Eligibility has limits. Under Code of Criminal Procedure Article 42A.102, deferred adjudication is off the table if your alcohol concentration was 0.15 or more, or if you held a commercial driver’s license at the time of the offense. A prior intoxication conviction also rules it out.
Sealing the record is a separate question. Under Government Code §411.0731, a person placed on community supervision for a first Class B DWI may later petition for an order of nondisclosure, which keeps the record from public view. The wait is two years after community supervision ends if you used an ignition interlock device for at least six months, and five years if you did not.
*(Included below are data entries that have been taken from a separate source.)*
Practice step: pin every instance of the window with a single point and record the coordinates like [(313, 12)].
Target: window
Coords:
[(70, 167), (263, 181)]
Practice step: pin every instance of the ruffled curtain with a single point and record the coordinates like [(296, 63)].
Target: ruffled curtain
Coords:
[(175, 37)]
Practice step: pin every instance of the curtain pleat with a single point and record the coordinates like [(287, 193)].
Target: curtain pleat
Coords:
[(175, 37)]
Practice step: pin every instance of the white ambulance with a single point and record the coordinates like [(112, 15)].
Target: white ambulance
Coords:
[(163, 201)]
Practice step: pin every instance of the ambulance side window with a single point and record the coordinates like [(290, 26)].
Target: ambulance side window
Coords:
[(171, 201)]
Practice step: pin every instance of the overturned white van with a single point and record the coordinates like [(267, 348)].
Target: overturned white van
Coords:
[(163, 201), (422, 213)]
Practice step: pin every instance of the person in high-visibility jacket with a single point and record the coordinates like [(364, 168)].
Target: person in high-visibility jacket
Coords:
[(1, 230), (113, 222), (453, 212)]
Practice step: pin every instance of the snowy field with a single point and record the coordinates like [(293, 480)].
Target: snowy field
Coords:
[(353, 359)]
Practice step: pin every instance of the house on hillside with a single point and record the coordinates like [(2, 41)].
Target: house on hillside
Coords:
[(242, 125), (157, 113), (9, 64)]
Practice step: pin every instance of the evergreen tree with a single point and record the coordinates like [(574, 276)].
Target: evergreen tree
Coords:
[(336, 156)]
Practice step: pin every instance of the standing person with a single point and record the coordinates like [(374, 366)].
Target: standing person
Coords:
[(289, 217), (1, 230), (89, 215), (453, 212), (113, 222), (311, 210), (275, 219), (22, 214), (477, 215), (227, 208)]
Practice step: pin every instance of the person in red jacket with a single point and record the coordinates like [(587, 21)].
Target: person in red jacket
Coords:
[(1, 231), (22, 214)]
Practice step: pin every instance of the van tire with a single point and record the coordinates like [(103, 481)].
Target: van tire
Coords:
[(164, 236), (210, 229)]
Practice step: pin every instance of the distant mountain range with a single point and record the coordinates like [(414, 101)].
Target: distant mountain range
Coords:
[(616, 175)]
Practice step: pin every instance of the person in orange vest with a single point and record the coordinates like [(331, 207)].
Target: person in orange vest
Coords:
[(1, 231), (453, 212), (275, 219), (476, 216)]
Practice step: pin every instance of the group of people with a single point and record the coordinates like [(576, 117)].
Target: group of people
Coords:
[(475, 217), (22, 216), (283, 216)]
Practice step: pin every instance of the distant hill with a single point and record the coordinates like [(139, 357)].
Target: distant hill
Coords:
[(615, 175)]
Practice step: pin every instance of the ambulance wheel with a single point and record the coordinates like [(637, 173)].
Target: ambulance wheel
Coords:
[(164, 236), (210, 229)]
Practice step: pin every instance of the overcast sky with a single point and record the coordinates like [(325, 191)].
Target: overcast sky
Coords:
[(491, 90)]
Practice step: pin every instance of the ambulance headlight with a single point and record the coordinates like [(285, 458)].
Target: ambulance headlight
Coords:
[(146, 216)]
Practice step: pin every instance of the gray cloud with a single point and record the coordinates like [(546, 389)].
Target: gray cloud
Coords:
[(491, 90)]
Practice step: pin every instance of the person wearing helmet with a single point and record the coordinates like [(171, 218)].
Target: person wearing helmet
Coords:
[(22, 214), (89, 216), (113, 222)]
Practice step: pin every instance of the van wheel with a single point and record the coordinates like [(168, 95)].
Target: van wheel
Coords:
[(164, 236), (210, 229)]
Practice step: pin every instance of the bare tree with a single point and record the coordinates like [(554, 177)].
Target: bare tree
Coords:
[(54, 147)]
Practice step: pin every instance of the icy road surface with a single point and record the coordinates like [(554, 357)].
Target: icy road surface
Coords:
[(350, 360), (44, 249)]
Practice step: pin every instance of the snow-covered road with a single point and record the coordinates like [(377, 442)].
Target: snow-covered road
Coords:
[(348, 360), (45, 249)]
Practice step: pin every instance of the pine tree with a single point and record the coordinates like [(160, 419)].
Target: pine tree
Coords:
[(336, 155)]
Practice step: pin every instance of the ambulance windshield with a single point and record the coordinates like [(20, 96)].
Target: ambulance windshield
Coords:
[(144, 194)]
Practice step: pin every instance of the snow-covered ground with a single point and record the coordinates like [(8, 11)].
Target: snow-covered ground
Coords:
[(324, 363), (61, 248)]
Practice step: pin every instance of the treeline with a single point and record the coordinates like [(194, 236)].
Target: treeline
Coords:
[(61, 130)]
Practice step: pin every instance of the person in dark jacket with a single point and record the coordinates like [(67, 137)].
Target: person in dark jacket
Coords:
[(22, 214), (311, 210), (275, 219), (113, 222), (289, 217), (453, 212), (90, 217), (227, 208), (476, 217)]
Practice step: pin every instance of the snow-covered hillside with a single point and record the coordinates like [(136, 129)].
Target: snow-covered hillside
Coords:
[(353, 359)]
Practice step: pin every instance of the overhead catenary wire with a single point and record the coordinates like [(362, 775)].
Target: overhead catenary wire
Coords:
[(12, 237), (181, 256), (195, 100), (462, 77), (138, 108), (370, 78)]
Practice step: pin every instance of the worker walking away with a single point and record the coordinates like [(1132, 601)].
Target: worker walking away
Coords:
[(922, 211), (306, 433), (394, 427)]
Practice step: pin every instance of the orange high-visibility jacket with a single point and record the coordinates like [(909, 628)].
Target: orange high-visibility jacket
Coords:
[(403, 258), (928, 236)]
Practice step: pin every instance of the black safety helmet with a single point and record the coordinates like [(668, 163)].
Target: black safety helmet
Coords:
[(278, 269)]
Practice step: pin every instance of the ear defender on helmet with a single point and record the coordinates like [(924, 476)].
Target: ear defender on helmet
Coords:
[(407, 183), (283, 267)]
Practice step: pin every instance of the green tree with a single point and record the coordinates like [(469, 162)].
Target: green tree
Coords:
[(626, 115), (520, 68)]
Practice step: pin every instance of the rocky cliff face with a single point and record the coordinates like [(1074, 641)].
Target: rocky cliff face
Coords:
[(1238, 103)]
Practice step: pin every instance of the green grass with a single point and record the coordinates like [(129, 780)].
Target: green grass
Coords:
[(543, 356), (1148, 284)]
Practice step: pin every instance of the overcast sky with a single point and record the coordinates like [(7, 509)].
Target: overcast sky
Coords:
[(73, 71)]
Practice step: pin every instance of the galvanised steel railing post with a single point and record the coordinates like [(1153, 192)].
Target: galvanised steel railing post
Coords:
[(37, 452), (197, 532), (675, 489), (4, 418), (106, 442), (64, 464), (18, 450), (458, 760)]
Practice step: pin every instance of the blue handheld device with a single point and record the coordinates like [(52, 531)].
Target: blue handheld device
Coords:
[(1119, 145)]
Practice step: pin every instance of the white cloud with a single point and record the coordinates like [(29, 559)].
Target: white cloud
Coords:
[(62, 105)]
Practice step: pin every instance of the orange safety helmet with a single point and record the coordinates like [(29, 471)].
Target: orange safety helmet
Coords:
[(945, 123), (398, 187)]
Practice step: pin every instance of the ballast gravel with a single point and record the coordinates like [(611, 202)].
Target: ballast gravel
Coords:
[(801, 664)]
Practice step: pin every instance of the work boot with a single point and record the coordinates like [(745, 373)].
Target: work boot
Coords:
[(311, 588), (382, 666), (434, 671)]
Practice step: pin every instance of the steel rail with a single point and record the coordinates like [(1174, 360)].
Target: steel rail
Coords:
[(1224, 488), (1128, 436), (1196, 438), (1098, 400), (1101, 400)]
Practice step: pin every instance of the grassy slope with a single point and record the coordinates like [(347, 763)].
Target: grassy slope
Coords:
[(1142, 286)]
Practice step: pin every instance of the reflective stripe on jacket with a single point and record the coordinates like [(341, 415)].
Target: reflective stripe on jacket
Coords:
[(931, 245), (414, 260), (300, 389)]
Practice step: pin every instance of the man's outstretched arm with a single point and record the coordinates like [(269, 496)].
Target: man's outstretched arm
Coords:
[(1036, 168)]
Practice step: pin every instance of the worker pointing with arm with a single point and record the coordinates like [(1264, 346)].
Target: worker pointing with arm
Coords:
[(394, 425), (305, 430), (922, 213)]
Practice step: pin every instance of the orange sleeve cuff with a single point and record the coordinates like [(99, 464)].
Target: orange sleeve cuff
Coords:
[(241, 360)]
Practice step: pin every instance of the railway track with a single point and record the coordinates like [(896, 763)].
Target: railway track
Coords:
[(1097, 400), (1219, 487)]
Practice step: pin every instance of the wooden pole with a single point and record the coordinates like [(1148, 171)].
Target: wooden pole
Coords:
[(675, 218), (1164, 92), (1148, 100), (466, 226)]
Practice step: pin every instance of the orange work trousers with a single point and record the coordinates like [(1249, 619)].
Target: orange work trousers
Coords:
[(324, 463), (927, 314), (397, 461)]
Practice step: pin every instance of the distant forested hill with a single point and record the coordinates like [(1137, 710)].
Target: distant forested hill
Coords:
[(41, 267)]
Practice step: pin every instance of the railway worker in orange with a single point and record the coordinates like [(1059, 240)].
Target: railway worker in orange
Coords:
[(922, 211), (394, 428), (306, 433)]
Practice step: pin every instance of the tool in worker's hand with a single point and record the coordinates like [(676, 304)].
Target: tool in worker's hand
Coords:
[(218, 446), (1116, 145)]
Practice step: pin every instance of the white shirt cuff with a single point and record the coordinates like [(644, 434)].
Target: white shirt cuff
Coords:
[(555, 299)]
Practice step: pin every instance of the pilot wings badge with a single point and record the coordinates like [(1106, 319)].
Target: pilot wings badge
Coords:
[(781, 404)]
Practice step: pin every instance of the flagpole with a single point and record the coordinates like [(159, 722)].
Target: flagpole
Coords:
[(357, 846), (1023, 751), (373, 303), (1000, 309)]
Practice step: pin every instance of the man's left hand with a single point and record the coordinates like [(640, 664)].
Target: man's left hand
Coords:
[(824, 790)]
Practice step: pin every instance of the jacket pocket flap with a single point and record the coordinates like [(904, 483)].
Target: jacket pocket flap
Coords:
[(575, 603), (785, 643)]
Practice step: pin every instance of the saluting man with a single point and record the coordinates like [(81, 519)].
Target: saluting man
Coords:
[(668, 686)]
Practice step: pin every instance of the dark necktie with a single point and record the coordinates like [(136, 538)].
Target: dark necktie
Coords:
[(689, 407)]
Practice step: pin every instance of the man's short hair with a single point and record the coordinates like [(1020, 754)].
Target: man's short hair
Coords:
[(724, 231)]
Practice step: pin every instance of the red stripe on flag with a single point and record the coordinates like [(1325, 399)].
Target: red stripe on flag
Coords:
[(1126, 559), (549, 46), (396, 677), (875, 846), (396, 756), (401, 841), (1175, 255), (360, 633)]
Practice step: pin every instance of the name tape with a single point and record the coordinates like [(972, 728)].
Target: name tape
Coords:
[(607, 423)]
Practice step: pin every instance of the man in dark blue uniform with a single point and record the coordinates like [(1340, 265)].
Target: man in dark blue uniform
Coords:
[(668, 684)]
Contact a Dallas DWI Attorney for a Free Consultation
The Law Offices of RJ Harber defends drivers charged with a first Class B DWI in Dallas, on the license side and in court. The sooner someone reviews your stop, your test, and your deadlines, the more room there usually is to act on them. To talk through where your case stands, contact our DWI attorneys for a free consultation.
Frequently Asked Questions
What’s the difference between a Class A and Class B DWI in Texas?
In Texas, the class of the charge tracks your blood alcohol concentration and your record. A first DWI with a result of 0.08 to 0.14 is filed as a Class B misdemeanor, while a reading of 0.15 or higher moves the case up to a Class A misdemeanor. The class of the DWI controls the range of punishment, so it changes how much jail time and how large a fine you face.
What’s the difference between a first-time and second-time DWI in Texas?
A first DWI is usually filed as a Class B misdemeanor, or a Class A at a higher reading, while a second offense is filed as a Class A misdemeanor with a higher minimum jail term. Texas DWI laws treat the second charge with longer license suspension, a larger fine, and a required ignition interlock device. For repeat offenders, a second DWI conviction within a set period can also affect eligibility for probation.